The founder of Duolingo, Luis von Ahn, mentioned in a lecture given in 2012 that most of the proposals for language courses to be added to the site were, for some reason, for Esperanto. Hearing this, Chuck Smith of Berlin immediately contacted von Ahn. And the answer was that Esperanto was indeed in the plan, but that other languages had priority.

Eight months ago, work began to create a course in Esperanto. Chuck Smith became the leader of the 5-person team, and Ruth Kevess-Cohen of the United States was chosen as the main person responsible for the course.

The course opened in test phase on Thursday 28 May at 8pm mid-European time. After less than two days, the course already had 9,600 participants, although it has not yet been actively advertised.

‘We simply sent the information to our “internal” groups. So, before the launch 26,000 people asked to be notified when the course started. In addition we put announcements in the Facebook group “Duolingo English Learners” and a Reddit group for Duolingo. Because we’re in a test phase, we’re trying to not have too many users, but of course everyone is welcome,’ says Chuck Smith.

The language-learning philosophy of Duolingo differs from most other online courses. The basic idea is that you have to translate more and more difficult sentences, and thereby gradually understand, how the language works.

‘Each group of lessons has some explanations, but we ask students to firstly just try the course before reading the explanations. If a sentence is difficult, each sentence has its own thread in which they can ask questions and then either one of the other students or a contributor will respond.’

Many of the more than nine thousand students must have joined the course just out of curiosity, to see what this strange language is, Chuck Smith assumed.

‘An interesting effect of the course is that many people do one lesson just to try out this strange language and then can’t stop and simply continue…’

Out of the 9000+ adherents, four even have finished the whole course (or “tree”, according to the terminology of Duolingo) within one day. One of the finished learners, Jules, told about his experiences in a forum of Duolingo:

‘The number of initial lessons of the Esperanto-tree flew past quickly, and made me believe that all the language would be just as easy. I know it’s reputed to be an easy language to learn, but we must however remember that it is a language, and learning a language isn’t easy.’

In the middle of the course Jules felt a bit frustrated because of the many affixes that needed to be memorised, but he decided to continue, and gradually learning became easier and enjoyable.

‘I think I’ll try to keep my new knowledge about this fascinating language. Its vocabulary is very similar to the other Romance languages, with small additions of German and even Greek here and there. The purpose of this language is to bring people together around the world and promote peace, and this probably motivated me to complete the course. So, I give a big thank-you to the Esperanto team for their great work, because they’ve created an excellent course (and also with some of the best sentences I have ever seen !!) and I hope everyone else will enjoy learning this language.’

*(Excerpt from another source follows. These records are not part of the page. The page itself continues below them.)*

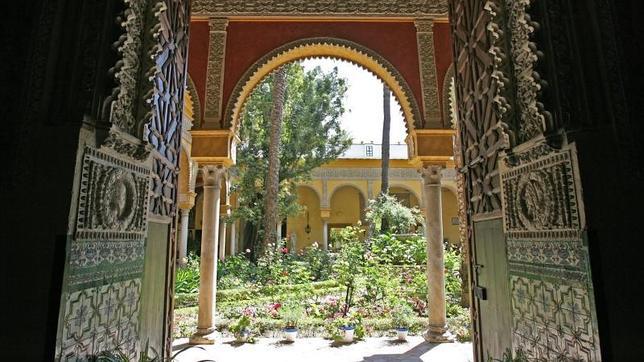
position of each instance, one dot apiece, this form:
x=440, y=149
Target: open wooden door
x=532, y=286
x=124, y=193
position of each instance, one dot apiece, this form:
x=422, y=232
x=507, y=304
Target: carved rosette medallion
x=116, y=196
x=548, y=255
x=113, y=201
x=535, y=205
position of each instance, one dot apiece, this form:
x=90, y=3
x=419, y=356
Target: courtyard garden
x=374, y=286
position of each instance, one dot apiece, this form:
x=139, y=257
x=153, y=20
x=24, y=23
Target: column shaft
x=325, y=234
x=208, y=265
x=437, y=330
x=183, y=236
x=222, y=240
x=233, y=238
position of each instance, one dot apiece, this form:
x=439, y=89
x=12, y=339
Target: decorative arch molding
x=347, y=184
x=451, y=188
x=196, y=102
x=407, y=188
x=316, y=192
x=323, y=47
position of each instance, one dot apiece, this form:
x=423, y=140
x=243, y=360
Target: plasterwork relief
x=328, y=47
x=408, y=8
x=214, y=81
x=482, y=97
x=552, y=299
x=429, y=85
x=101, y=301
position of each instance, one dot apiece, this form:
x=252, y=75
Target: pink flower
x=249, y=312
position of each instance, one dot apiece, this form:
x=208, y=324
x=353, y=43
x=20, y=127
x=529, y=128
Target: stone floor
x=322, y=350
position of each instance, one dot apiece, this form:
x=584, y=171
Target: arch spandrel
x=324, y=47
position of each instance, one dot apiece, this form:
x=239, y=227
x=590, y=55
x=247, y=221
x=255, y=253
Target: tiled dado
x=552, y=321
x=101, y=318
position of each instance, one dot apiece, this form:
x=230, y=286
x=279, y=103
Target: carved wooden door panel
x=519, y=167
x=126, y=176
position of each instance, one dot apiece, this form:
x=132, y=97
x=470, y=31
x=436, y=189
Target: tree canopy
x=310, y=137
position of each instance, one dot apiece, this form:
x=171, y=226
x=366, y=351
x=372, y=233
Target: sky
x=363, y=118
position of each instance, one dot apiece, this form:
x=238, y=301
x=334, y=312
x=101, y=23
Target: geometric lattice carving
x=532, y=117
x=552, y=300
x=100, y=319
x=539, y=195
x=102, y=286
x=216, y=55
x=480, y=92
x=168, y=73
x=113, y=198
x=127, y=70
x=429, y=85
x=553, y=322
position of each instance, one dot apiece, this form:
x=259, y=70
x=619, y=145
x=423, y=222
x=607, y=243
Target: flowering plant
x=291, y=314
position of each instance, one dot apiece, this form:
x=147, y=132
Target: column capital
x=217, y=24
x=431, y=174
x=186, y=200
x=424, y=25
x=213, y=174
x=325, y=214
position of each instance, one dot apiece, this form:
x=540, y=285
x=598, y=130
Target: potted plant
x=291, y=315
x=346, y=329
x=402, y=316
x=241, y=329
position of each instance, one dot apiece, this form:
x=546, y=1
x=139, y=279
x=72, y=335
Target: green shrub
x=402, y=315
x=318, y=262
x=399, y=250
x=400, y=219
x=187, y=279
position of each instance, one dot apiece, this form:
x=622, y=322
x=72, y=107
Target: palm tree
x=272, y=178
x=386, y=125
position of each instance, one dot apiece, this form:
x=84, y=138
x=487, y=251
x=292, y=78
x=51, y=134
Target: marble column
x=222, y=239
x=183, y=236
x=212, y=176
x=437, y=330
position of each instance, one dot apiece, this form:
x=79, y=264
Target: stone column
x=233, y=238
x=183, y=236
x=222, y=239
x=437, y=331
x=212, y=176
x=325, y=234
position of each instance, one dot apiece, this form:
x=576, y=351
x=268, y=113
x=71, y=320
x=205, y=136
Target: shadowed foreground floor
x=319, y=349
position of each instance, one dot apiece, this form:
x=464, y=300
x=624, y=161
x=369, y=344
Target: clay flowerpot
x=347, y=333
x=290, y=334
x=242, y=336
x=402, y=333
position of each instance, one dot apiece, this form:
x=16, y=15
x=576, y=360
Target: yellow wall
x=310, y=201
x=450, y=210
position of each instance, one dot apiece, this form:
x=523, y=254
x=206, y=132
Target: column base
x=438, y=335
x=203, y=336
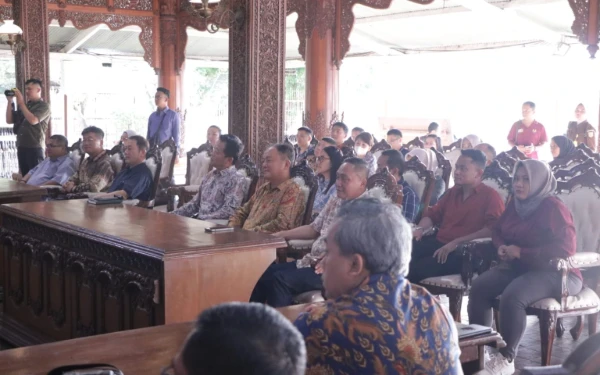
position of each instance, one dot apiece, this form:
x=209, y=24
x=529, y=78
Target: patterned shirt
x=410, y=202
x=94, y=175
x=58, y=171
x=386, y=326
x=272, y=210
x=220, y=194
x=322, y=196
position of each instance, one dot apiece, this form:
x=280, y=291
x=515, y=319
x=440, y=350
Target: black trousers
x=29, y=158
x=423, y=265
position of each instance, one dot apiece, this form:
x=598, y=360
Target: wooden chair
x=507, y=162
x=421, y=181
x=581, y=195
x=457, y=285
x=198, y=166
x=575, y=159
x=453, y=146
x=417, y=142
x=307, y=180
x=567, y=174
x=168, y=151
x=516, y=154
x=585, y=360
x=445, y=165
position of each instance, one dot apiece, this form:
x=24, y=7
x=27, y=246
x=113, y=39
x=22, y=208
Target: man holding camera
x=30, y=123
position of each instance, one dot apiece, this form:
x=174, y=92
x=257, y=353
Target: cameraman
x=30, y=124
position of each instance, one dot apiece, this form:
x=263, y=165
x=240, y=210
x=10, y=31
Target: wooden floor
x=529, y=352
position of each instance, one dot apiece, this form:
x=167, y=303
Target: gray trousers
x=517, y=290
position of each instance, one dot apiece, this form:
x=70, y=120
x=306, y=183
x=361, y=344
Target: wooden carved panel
x=64, y=294
x=94, y=3
x=6, y=12
x=133, y=4
x=114, y=22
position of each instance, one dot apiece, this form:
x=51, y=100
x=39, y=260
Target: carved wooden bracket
x=587, y=23
x=336, y=15
x=114, y=22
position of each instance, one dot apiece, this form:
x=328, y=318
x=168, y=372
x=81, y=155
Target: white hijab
x=426, y=156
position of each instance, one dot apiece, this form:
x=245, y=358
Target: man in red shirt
x=466, y=212
x=527, y=134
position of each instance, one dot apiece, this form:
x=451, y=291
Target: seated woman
x=362, y=146
x=535, y=227
x=427, y=157
x=470, y=141
x=561, y=148
x=326, y=168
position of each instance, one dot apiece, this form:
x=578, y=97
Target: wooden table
x=72, y=269
x=148, y=350
x=16, y=192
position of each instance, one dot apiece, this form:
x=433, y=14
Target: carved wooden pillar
x=34, y=60
x=257, y=73
x=322, y=76
x=168, y=74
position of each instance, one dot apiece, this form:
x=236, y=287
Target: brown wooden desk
x=72, y=269
x=146, y=351
x=16, y=192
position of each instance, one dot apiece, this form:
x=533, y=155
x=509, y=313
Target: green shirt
x=32, y=135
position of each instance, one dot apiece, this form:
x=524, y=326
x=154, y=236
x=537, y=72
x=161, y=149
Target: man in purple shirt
x=163, y=124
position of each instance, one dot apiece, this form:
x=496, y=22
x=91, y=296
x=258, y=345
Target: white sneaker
x=498, y=365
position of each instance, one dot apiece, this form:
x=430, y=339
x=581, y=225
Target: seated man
x=241, y=338
x=375, y=321
x=410, y=201
x=135, y=180
x=95, y=173
x=222, y=190
x=489, y=151
x=282, y=281
x=278, y=204
x=394, y=138
x=467, y=211
x=56, y=169
x=339, y=133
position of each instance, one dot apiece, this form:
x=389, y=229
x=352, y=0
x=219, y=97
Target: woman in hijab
x=470, y=141
x=535, y=227
x=561, y=148
x=427, y=157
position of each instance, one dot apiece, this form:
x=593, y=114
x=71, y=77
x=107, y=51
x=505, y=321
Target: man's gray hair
x=378, y=232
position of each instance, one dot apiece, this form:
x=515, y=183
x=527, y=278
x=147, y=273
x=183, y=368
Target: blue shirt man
x=163, y=124
x=135, y=181
x=56, y=169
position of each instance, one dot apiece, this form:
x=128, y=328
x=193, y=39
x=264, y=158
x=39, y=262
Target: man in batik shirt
x=222, y=190
x=278, y=204
x=282, y=281
x=375, y=321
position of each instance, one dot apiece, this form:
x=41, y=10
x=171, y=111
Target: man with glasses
x=282, y=281
x=223, y=189
x=241, y=338
x=55, y=169
x=95, y=173
x=163, y=123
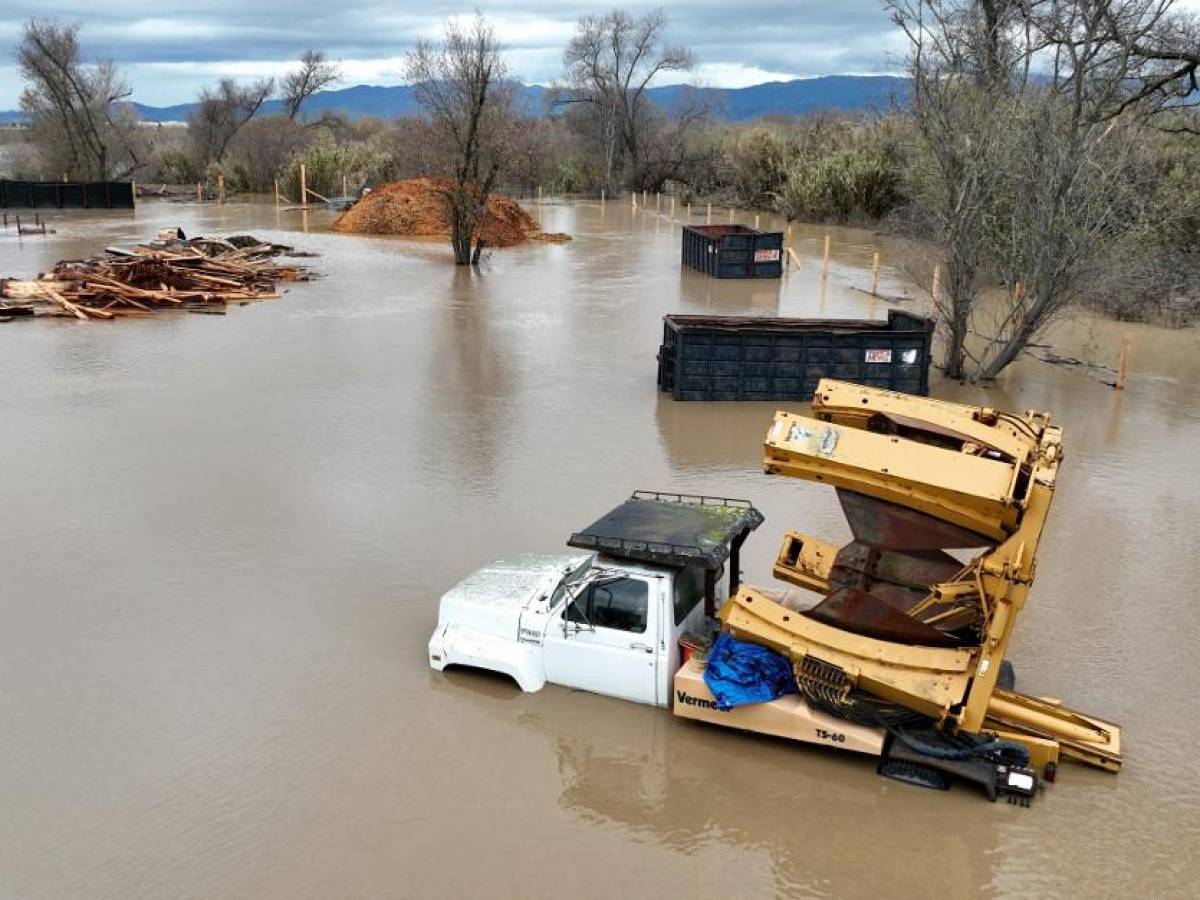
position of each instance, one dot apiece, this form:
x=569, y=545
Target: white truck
x=611, y=619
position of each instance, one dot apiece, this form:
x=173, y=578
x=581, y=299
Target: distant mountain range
x=795, y=97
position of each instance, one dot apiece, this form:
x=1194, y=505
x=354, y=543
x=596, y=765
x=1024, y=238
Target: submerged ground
x=225, y=539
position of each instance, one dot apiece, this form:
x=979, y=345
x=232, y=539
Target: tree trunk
x=460, y=235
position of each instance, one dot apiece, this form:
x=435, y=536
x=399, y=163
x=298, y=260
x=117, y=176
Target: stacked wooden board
x=197, y=275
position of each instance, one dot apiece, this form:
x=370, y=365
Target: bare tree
x=469, y=106
x=610, y=64
x=221, y=113
x=316, y=73
x=1033, y=181
x=76, y=108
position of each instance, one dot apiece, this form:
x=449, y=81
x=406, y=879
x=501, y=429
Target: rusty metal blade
x=893, y=527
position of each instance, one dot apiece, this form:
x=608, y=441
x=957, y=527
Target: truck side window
x=621, y=604
x=689, y=591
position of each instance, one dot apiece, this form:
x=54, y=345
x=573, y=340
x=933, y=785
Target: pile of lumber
x=196, y=275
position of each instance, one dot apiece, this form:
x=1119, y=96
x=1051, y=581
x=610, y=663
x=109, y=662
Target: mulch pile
x=197, y=275
x=418, y=208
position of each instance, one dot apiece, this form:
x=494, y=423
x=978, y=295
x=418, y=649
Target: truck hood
x=491, y=600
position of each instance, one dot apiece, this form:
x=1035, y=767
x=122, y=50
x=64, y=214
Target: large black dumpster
x=741, y=358
x=733, y=251
x=66, y=195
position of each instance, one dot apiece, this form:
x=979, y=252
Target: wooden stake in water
x=1123, y=365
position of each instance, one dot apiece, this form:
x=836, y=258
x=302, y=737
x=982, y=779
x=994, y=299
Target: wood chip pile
x=196, y=275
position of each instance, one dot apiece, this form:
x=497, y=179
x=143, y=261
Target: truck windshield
x=619, y=604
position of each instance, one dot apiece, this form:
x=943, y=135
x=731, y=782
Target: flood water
x=223, y=541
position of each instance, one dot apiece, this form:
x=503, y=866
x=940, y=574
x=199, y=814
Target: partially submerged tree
x=1030, y=174
x=221, y=113
x=316, y=73
x=611, y=63
x=76, y=109
x=469, y=107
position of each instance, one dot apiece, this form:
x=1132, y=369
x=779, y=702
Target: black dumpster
x=741, y=358
x=66, y=195
x=733, y=251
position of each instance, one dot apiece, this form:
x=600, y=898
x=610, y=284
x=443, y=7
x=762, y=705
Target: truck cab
x=609, y=618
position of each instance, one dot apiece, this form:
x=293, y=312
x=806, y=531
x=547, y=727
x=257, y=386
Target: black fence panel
x=66, y=195
x=773, y=359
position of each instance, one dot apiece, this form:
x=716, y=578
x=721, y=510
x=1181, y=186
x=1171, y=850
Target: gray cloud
x=171, y=48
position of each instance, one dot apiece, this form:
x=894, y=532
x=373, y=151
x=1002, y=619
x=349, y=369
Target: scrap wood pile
x=196, y=275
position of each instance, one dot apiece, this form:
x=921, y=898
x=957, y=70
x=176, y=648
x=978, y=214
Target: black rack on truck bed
x=675, y=529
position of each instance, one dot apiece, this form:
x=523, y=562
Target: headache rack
x=675, y=529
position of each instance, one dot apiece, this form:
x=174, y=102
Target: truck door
x=607, y=640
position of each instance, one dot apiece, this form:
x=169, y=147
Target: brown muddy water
x=223, y=540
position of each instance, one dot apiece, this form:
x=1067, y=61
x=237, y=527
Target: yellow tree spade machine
x=909, y=637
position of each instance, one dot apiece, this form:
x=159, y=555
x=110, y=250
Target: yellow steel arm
x=984, y=472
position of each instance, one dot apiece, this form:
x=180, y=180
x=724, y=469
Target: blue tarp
x=739, y=672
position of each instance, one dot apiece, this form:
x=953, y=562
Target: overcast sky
x=169, y=49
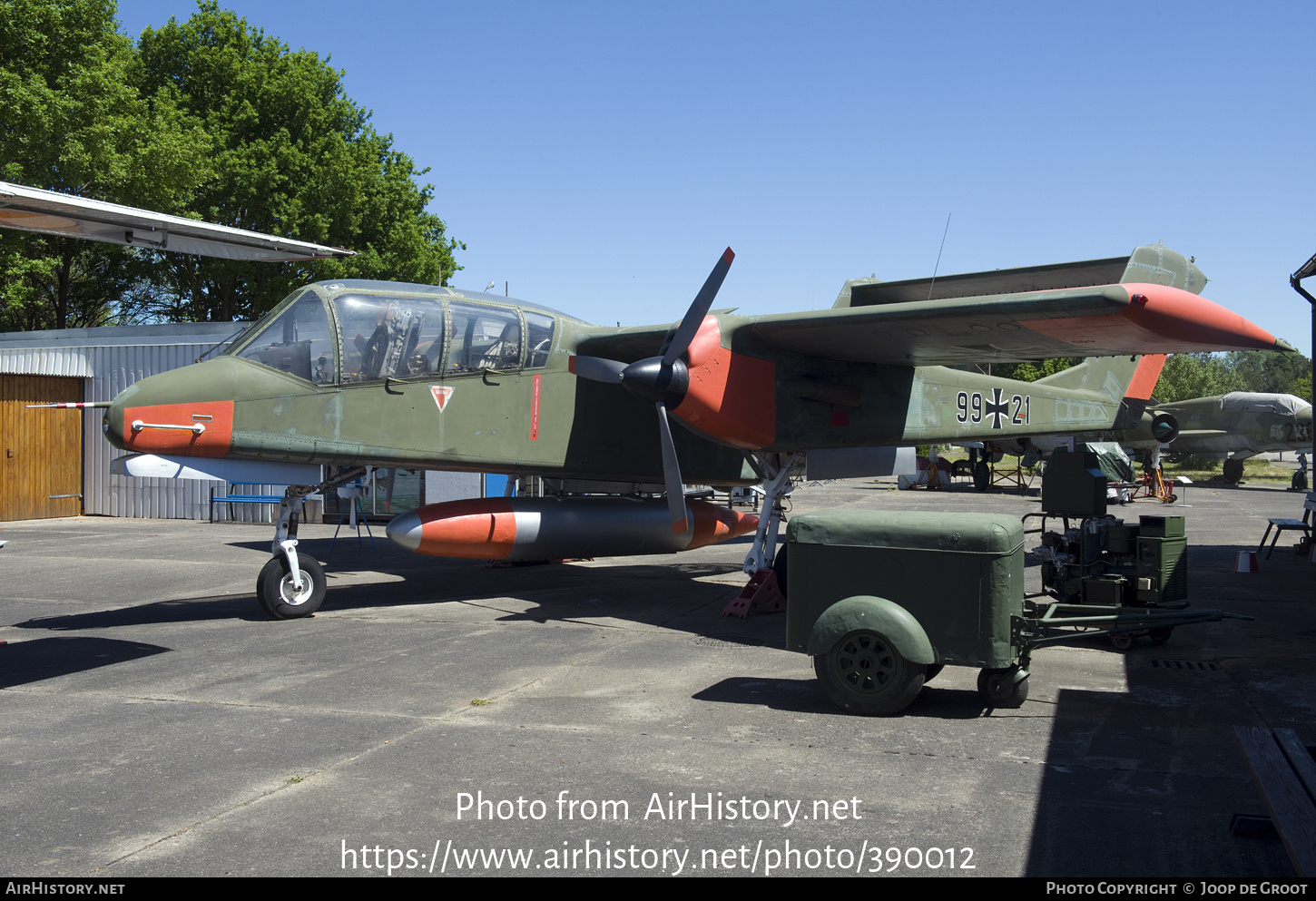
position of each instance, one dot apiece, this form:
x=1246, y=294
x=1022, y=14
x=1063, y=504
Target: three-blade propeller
x=663, y=380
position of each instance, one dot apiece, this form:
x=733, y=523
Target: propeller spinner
x=663, y=380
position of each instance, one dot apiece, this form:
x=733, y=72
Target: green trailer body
x=882, y=602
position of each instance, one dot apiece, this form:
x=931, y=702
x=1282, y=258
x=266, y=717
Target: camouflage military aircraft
x=354, y=374
x=1236, y=426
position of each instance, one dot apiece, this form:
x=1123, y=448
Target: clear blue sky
x=599, y=155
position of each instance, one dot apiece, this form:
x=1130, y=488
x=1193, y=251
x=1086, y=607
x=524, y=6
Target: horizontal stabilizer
x=49, y=212
x=1149, y=265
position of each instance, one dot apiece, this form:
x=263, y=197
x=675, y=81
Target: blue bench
x=231, y=499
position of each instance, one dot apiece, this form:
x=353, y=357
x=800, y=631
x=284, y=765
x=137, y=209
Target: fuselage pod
x=553, y=529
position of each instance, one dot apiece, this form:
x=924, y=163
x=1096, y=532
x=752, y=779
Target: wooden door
x=41, y=449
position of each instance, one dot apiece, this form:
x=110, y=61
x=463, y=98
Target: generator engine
x=1107, y=561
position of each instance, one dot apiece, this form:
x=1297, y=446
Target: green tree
x=73, y=120
x=294, y=157
x=1269, y=371
x=1195, y=375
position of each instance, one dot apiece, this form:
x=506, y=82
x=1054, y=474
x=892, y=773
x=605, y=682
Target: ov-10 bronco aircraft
x=356, y=374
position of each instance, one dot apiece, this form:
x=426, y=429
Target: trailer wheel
x=865, y=673
x=1123, y=641
x=999, y=690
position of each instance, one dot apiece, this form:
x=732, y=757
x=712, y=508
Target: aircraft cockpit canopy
x=385, y=336
x=298, y=341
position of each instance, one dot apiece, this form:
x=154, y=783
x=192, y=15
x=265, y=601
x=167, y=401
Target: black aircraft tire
x=999, y=690
x=865, y=673
x=275, y=591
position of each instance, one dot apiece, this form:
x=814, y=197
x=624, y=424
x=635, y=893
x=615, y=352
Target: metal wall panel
x=45, y=360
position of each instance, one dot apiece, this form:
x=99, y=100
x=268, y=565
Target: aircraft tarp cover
x=1111, y=459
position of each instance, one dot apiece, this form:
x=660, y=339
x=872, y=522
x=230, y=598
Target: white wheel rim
x=290, y=594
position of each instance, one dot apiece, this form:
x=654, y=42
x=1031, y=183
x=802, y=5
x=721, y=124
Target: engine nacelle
x=1160, y=429
x=557, y=528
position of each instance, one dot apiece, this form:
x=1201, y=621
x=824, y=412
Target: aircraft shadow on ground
x=557, y=593
x=806, y=696
x=45, y=658
x=1128, y=787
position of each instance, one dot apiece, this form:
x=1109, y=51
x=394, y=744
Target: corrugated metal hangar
x=55, y=463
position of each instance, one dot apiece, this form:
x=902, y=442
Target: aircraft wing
x=50, y=212
x=1102, y=321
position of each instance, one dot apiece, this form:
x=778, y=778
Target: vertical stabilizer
x=1158, y=265
x=1125, y=379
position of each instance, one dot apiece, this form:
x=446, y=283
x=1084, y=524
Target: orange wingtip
x=1158, y=319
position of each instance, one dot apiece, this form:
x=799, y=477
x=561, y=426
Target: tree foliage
x=1202, y=375
x=208, y=119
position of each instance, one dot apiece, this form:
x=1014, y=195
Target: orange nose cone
x=715, y=524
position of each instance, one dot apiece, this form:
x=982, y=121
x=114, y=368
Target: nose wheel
x=292, y=585
x=278, y=591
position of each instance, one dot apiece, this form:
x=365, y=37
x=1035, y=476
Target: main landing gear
x=291, y=584
x=775, y=470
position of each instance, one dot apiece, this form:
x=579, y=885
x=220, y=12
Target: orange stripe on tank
x=480, y=529
x=731, y=397
x=715, y=524
x=1169, y=319
x=216, y=416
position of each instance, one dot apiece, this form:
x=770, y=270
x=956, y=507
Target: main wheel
x=278, y=594
x=865, y=673
x=999, y=690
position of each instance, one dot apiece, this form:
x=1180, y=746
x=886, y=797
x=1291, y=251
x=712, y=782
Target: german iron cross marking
x=997, y=409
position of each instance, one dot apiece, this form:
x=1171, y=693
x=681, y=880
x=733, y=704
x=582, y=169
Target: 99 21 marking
x=971, y=408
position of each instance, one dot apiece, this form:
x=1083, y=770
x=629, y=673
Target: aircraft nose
x=404, y=530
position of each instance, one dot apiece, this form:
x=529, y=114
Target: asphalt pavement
x=440, y=717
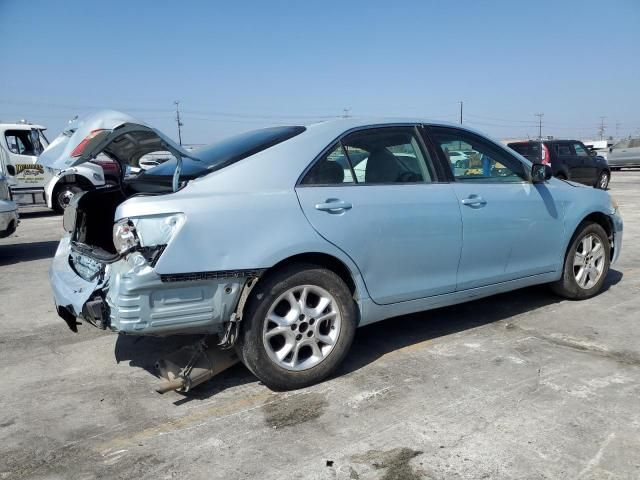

‘At the moment one can learn Esperanto at Duolingo only via English, but it’s not impossible that other languages could be added later,’ says Chuck Smith.

‘Nothing is certain about languages other than English, but the plan is to analyse the results of our course when it has “stabilised” (no longer in test phase) and then see if it’s worth doing it from another language, and if so, which language would be most appropriate. This could be judged according to various criteria such as requirements of the community, quantity and quality of candidates and so on. The likelihood that they will add a language course will grow if more people join as contributors to Esperanto.’

Already two days after the launch of the test version, the Esperanto course at Duolingo has not only fascinated more than nine thousand students, but also received a good deal of public attention. In addition to mentions on social networks, an extensive article appeared on the website “The Verge”.

Chuck Smith had no contact with the UEA on the course during the eight-month preparatory period – but, according to him, it’s not clear how the association could help anyway. On the other hand, the team reached a agreement with TEJO [the youth section of UEA], which promised to send “Kontakto” [TEJO’s monthly magazine] free of charge to new students at Duolingo.

Libera Folio: What generally happens when one finishes the course; do the learners receive information about how they can use the language?

Chuck Smith: ‘There is a bonus course about Esperanto culture, which explains a lot, but for technical reasons, it will appear later. In the official forum of Esperanto at Duolingo you sometimes hear about cultural issues, but I imagine that one will hear more when the community there matures further.’